Understanding Grief after the loss of your child – by Gerald Boh

The loss of a child is never easy, simply, parents are commonly accepted not to outlive their children and no parent is prepared for the death of their child.

We need to remember that the lifespan of your child does not and should not determine the intensity of your loss. The death of a child, young or older, changes every aspect of family life. Parents often have to face an enormous sense of emptiness like a missing ‘limb’ in their lives when it happened. When the deceased child is an adolescent or adult, parents may perceive that they lose a close friend and an irreplaceable source of practical and emotional support. If it is their only child, their identity as parents or potentially as grandparents would be severely affected. In addition to grieving the child’s death, parents may also need to cope with the pain and loss of the hopes and aspirations they had for their child.
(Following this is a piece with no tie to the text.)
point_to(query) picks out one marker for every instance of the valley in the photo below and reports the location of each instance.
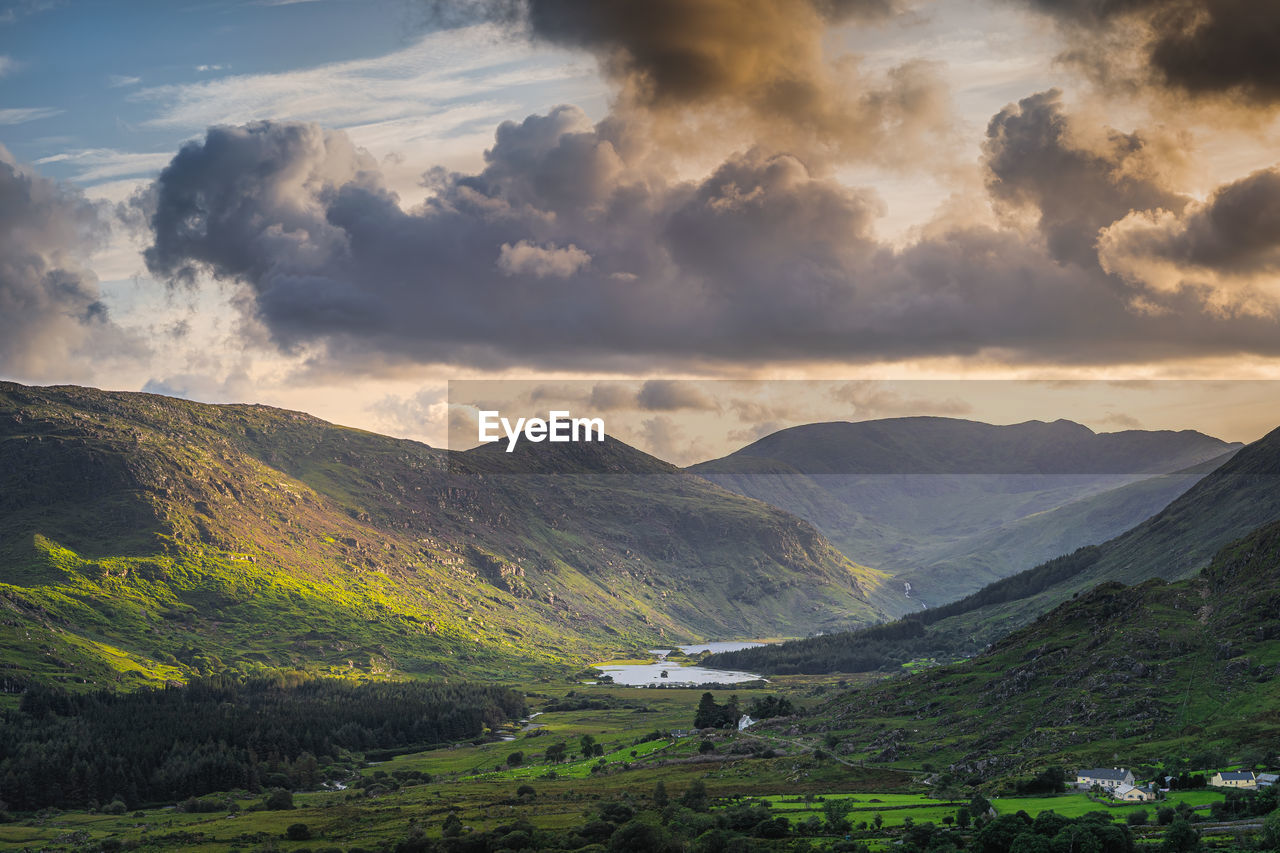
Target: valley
(526, 649)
Signs and symptoms of common grief reactions

The signs and symptoms of grief following the child’s death, though similar to those after other losses, are often more intense and of longer duration. These are the likely grief reactions:

  • Overwhelming despair and sadness, such that facing daily tasks can seem difficult
  • Intense shock, disbelief, confusion, and even denial
  • Intense anger and feelings of bitterness and unfairness at a life left unfulfilled
  • Extreme guilt – you may think that you are a failure because you could not save your child and dwell on what you could have done differently
  • Feeling that life is meaningless and wishing to be to join your child to be released from the pain or guilt
  • Fear or dread of being alone and overprotecting your other children
  • Feelings of resentment toward parents with children who are still around
  • Doubting or loss of spiritual or religious faith/beliefs
  • Dreaming or having nightmares about your child, or feeling your child’s presence nearby
  • Feeling intense isolation, emptiness and loneliness, even when with other people. You may feel that the intensity of your grief separates you from others and that no one will understand how you feel

Therefore when a child dies, some parents will have an especially difficult time. For this group of parents, even over a period of time, dealing with the intense grief and loss appropriately is challenging. And they feel it is almost impossible to return to their normal life. Some parents may even think about harming themselves as a way to relieve or escape from the pain. Even for parents with this complex form of grief, however, there can be a way forward. If you believe you may be one of these parents, talk with a professional who can help you, such as a doctor, psychologist or a counsellor.